Тогда я сообщил ей о том, что сегодня меня еще ждет свадебный банкет, но потом почувствовал, что обязан предупредить ее, что я и впредь никогда не смогу остаться тут на всю ночь. Так как, идя сюда, я намеревался быть нежным, я тщательно следил за своим тоном, который был неизменно ласков. Однако всякая новая уступка, на которую бы я пошел или на которую хотя бы поселил в ней надежду, была бы новой изменой Аугусте, а мне хотелось ее избежать.

В ту минуту я понял, что прочнее всего связывало меня с Карлой, во‑первых, мое решение быть с ней нежным, а во‑вторых, неправда, которую я ей сказал относительно своих отношений с Аугустой и которую постепенно, с течением времени следовало смягчить, а потом и совсем свести на нет. Эту работу я начал прямо в тот же вечер, но, разумеется, с достаточной осторожностью, потому что еще слишком хорошо помнил о том, чего добился с помощью своей лжи. Я сказал, что чувствую себя слишком обязанным своей жене, которая была женщиной настолько достойной уважения, что, конечно, заслуживала и большей любви. Поэтому я не хочу, чтобы она узнала о моей измене.

Карла обняла меня.

– Вот таким я тебя люблю, добрым и нежным, каким ты и показался мне с первой же встречи. Я никогда не причиню зла этой бедняжке.

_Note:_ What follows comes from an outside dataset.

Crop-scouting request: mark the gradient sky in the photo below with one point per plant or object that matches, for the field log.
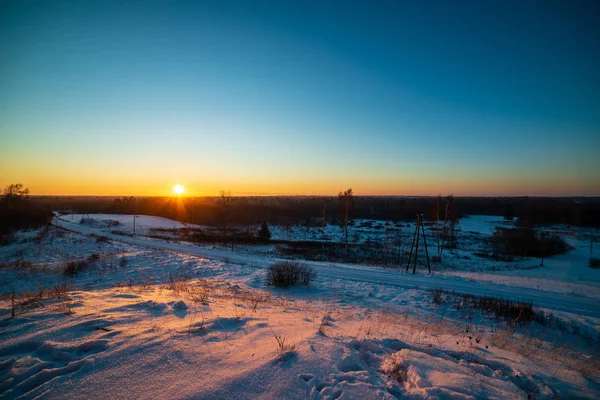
(299, 97)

Мне не понравилось, что она называет Аугусту бедняжкой, но я был благодарен бедной девушке за ее кротость. Это было прекрасно, что она не чувствовала ненависти к моей жене. Мне захотелось как-то выразить ей свою признательность, и я огляделся вокруг, ища, чем бы мне одарить ее в знак своей любви. Наконец я нашел: Карла тоже получила свою прачечную – я позволил ей не приглашать больше учителя пения.

В ответ на это со стороны Карлы последовал столь бурный взрыв нежных чувств, что меня даже покоробило, однако я выдержал его вполне достойно. Затем она сказала мне, что никогда не бросит пение. Она и так пела целыми днями, но иначе, по-своему. И она предложила мне послушать. Но я не пожелал и довольно-таки грубо обратился в бегство. Поэтому я полагаю, что в эту ночь Карла опять размышляла о самоубийстве, однако впредь я никогда уже не оставлял ей достаточно времени, чтобы она могла мне об этом сообщить.

Я еще раз зашел к Коплеру, потому что мне надо было принести Аугусте самые последние сведения о больном: она должна была думать, будто все это время я провел у него. Коплер уже два часа как умер, сразу же после моего ухода. В сопровождении старика пенсионера, который все так же мерил шагами свою маленькую прихожую, я вошел в смертный покой. Труп, уже обряженный, лежал на кровати, на голом матраце. В руках у него было распятие. Пенсионер шепотом сказал, что все формальности уже выполнены и что одна из племянниц покойного скоро придет, чтобы провести ночь подле тела.

Итак, удостоверившись в том, что моему бедному другу было предоставлено все то немногое, в чем он еще нуждался, я мог уйти, но задержался и провел несколько минут, глядя на тело. Мне очень хотелось, чтобы из моих глаз выкатилась слеза искреннего сожаления о несчастном, который сначала боролся с болезнью, а потом пытался заключить с ней перемирие. «Это ужасно, – говорил я себе. – Ведь его безжалостно убила болезнь, от которой существует столько лекарств! Словно в насмешку!» Но слез у меня не было. Никогда еще худое лицо Коплера не выражало столько силы, как сейчас, когда его сковала смерть. Казалось, оно было высечено из цветного мрамора, и невозможно было себе представить, что к нему уже подбирается неумолимое разложение. Оно дышало жизнью, это лицо: оно выражало презрительное негодование, обращенное то ли ко мне – мнимому больному, то ли к Карле, которая не желала учиться петь. Я вздрогнул: мне вдруг показалось, что он захрипел. Но едва я сообразил, что то был не хрип, а усилившаяся от волнения одышка хозяина-пенсионера, как ко мне снова вернулось спокойствие критически настроенного наблюдателя.